Laboratory for Developmental Genomics, RIKEN Center for Developmental Biology, Kobe, Hyogo, 650-0047 Japan.
J Cell Biol. 2011 Mar 21;192(6):929-37. doi: 10.1083/jcb.201010106. Epub 2011 Mar 14.
Germ granules are germ lineage-specific ribonucleoprotein (RNP) complexes, but how they are assembled and specifically segregated to germ lineage cells remains unclear. Here, we show that the PGL proteins PGL-1 and PGL-3 serve as the scaffold for germ granule formation in Caenorhabditis elegans. Using cultured mammalian cells, we found that PGL proteins have the ability to self-associate and recruit RNPs. Depletion of PGL proteins from early C. elegans embryos caused dispersal of other germ granule components in the cytoplasm, suggesting that PGL proteins are essential for the architecture of germ granules. Using a structure-function analysis in vivo, we found that two functional domains of PGL proteins contribute to germ granule assembly: an RGG box for recruiting RNA and RNA-binding proteins and a self-association domain for formation of globular granules. We propose that self-association of scaffold proteins that can bind to RNPs is a general mechanism by which large RNP granules are formed.

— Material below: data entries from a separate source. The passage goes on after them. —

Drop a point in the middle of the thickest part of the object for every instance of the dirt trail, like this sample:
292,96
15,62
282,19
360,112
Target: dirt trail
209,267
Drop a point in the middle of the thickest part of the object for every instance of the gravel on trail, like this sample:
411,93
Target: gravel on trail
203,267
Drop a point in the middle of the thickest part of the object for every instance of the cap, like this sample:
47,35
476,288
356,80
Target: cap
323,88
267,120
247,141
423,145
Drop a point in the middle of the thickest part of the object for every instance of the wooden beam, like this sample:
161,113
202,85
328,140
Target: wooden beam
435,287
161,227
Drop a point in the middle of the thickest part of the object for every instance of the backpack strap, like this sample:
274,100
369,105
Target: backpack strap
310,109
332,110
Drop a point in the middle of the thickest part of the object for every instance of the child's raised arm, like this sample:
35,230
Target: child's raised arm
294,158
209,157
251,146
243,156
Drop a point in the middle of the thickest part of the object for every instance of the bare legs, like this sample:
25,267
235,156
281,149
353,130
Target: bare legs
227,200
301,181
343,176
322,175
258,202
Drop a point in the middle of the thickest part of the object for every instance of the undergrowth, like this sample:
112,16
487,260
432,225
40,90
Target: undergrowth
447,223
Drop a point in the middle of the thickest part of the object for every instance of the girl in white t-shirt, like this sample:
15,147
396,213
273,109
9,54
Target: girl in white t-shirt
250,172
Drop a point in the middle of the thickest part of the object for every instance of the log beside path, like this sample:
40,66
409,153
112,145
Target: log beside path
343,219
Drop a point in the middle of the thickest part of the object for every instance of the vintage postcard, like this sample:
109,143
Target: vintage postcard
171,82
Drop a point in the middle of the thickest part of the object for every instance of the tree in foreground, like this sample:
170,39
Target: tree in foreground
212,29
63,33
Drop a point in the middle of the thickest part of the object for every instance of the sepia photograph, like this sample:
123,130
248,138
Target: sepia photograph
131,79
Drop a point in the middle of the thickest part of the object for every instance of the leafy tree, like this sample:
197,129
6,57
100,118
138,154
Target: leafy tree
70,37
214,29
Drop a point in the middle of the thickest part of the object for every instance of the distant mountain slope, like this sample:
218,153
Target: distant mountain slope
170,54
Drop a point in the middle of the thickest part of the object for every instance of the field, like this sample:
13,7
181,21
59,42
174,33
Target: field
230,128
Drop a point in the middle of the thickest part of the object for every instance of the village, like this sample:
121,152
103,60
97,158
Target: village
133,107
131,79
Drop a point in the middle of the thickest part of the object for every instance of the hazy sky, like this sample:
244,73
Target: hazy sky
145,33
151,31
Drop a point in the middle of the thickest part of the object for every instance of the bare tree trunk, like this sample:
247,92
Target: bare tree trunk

生殖质是生殖系特异性的核糖核蛋白 (RNP) 复合物,但它们如何组装并特异性地分配到生殖系细胞中尚不清楚。在这里,我们显示 PGL 蛋白 PGL-1 和 PGL-3 可作为秀丽隐杆线虫生殖质形成的支架。使用培养的哺乳动物细胞,我们发现 PGL 蛋白具有自我缔合和招募 RNP 的能力。从早期秀丽隐杆线虫胚胎中耗尽 PGL 蛋白会导致其他生殖质成分在细胞质中分散,表明 PGL 蛋白对于生殖质的结构是必不可少的。通过体内的结构功能分析,我们发现 PGL 蛋白的两个功能域有助于生殖质的组装:一个用于招募 RNA 和 RNA 结合蛋白的 RGG 盒,以及一个用于形成球形颗粒的自我缔合结构域。我们提出,能够结合 RNP 的支架蛋白的自我缔合是形成大型 RNP 颗粒的通用机制。